Thank you for the report, and for helping us make our documentation better.

 [2015-02-03 18:28 UTC] teo8976 at gmail dot com
@frozenfire Hey man you forgot NEGATIVE values.

The current explanation clearly doesn't explain how negative month values are handled.

31 december -1 months -> 1 december
31 december -2 months -> 31 october
31 december -3 months -> 1 october
31 december -4 months -> 31 august

Documentation definitely needs to explain what the hell the logic behind that is, because it doesn't make any sense.
 [2015-02-03 20:33 UTC] teo8976 at gmail dot com
Actually, the current description for month relative value behavior is fundamentally flawed, even for positive values.

"Relative month values are calculated based on the length of months that they pass through"
That's intrinsically ambiguous. That doesn't even mean anything. WHAT months that they pass through?

1) Jan 31 + 1 months yields March 3. 
2) Jan 31 + 2 months yelds March 31.

There's no interpretation of the documented definition that can explain both.

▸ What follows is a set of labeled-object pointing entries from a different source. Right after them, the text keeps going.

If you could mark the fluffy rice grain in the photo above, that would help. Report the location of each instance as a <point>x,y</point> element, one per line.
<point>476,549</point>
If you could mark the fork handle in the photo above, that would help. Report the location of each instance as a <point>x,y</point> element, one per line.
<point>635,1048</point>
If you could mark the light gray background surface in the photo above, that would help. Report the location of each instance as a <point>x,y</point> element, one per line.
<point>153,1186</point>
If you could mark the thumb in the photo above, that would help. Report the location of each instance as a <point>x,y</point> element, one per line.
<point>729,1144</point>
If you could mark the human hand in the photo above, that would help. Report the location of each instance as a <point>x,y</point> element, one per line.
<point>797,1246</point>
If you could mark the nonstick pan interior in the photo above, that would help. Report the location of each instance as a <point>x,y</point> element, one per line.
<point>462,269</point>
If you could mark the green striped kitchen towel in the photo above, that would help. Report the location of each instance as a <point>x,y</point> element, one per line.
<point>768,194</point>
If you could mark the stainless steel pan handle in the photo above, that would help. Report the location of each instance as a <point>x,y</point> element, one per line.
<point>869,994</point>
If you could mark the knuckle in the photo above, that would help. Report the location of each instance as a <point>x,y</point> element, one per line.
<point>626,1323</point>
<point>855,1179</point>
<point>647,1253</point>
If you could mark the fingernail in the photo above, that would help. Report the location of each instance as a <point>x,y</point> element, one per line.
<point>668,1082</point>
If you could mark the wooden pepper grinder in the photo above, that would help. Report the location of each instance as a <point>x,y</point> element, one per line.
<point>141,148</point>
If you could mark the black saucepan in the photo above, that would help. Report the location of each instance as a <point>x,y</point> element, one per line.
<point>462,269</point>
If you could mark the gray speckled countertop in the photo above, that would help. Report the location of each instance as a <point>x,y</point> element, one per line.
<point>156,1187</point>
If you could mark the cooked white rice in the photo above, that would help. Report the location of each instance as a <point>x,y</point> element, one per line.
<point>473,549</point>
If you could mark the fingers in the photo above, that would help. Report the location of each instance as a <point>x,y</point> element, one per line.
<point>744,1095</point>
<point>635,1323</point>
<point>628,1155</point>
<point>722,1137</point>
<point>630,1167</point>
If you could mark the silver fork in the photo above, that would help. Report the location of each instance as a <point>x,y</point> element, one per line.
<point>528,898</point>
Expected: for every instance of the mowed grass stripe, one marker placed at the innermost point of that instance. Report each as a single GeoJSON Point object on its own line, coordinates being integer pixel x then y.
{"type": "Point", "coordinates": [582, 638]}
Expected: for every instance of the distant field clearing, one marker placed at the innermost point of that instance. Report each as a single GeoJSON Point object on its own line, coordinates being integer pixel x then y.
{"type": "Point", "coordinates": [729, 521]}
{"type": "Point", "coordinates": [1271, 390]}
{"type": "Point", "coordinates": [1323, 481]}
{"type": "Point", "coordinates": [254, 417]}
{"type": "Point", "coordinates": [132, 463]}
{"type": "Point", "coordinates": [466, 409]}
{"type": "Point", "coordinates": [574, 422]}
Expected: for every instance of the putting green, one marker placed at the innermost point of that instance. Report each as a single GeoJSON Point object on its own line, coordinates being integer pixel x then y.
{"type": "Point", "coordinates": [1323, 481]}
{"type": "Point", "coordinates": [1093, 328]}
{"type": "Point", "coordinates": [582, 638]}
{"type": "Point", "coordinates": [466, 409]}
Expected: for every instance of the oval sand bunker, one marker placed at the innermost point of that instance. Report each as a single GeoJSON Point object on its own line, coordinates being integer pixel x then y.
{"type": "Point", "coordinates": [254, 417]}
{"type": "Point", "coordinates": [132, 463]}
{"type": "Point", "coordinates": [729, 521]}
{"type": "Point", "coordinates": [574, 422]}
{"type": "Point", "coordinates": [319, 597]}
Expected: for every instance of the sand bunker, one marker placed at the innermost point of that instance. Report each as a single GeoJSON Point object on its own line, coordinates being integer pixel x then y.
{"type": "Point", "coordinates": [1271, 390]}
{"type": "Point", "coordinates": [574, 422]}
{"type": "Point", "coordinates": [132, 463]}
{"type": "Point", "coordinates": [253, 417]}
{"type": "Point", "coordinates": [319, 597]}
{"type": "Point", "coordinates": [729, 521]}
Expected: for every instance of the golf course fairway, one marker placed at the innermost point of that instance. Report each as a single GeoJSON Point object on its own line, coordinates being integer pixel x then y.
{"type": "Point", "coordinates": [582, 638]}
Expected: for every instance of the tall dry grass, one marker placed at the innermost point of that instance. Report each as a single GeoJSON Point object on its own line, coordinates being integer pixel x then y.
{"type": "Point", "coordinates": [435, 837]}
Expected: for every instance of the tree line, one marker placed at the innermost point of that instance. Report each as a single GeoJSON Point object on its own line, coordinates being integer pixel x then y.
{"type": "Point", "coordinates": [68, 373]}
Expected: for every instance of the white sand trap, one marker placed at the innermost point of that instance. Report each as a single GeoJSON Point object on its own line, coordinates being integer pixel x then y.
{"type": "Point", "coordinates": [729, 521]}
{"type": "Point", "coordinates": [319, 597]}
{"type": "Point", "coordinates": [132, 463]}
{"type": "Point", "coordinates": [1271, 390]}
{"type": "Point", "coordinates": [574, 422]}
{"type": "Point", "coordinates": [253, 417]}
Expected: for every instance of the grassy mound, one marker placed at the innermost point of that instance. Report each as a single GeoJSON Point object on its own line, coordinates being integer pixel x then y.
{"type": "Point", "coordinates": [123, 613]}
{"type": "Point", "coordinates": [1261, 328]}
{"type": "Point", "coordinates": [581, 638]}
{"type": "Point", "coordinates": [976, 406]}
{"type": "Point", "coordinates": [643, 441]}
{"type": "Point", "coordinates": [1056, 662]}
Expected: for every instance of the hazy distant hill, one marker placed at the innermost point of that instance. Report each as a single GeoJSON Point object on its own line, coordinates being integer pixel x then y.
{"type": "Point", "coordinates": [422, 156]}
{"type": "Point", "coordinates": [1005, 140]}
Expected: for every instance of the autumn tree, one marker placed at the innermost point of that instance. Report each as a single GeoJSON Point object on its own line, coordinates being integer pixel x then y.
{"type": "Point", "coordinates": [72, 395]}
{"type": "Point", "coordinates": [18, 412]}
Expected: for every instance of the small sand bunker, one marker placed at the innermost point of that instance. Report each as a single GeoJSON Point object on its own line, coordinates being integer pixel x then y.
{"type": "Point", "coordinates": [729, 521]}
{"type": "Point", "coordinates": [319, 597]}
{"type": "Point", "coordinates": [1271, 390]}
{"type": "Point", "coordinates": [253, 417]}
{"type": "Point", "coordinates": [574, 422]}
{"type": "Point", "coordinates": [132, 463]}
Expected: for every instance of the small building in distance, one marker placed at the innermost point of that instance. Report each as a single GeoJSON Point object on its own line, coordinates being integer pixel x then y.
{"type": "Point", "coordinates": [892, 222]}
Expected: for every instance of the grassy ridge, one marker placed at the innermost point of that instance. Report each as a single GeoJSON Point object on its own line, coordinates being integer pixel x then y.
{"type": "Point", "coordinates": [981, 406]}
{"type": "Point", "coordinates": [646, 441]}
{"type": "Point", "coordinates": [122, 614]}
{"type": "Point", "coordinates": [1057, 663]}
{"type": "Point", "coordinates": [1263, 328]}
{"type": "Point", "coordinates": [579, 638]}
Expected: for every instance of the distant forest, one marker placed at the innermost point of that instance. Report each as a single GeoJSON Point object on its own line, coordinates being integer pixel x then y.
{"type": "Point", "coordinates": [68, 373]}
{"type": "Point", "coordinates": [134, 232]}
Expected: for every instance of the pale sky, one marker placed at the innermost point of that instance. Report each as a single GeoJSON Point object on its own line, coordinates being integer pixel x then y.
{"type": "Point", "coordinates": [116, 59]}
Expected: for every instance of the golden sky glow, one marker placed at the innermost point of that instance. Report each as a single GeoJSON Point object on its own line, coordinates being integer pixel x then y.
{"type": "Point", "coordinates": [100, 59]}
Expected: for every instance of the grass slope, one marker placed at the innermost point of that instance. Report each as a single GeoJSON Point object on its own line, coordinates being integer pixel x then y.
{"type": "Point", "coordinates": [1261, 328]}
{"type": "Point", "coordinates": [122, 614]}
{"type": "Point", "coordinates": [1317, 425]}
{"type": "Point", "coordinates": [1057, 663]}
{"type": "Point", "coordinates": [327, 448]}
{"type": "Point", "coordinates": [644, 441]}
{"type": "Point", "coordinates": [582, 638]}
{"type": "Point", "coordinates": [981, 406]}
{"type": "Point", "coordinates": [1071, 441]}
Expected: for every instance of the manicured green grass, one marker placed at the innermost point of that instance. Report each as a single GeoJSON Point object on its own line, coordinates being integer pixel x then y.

"Based on the length of months that they pass through".
1) By adding 1 month to January 31, we'll "pass through" the month of January. January has 31 days, hence we will add 31 days. That actually yields March 3, but then we have passed through 2 months, which contraddicts the premise. But let's assume that's ok.
2) Then, adding 2 months to January 31 means passing through 2 months: January and February, which have 31 and 28 days respectively (or 29 depending on the year). Hence one would expect to obtain March 28 (or 29), instead it yields March 31: in no way is the number of days based on the length of the months that are "passed through".

The REALITY of what happens is: the number of months is added (algebrically, i.e. added or subtracted depending on sign) to the index of the month. Then the resulting date is WRAPPED, i.e. February 31 becomes March 3, or April 31 becomes May 1, etc (regardless of the sign of the relative value).

The documentation should be unambiguous and reflect the real behavior. The current one does neither.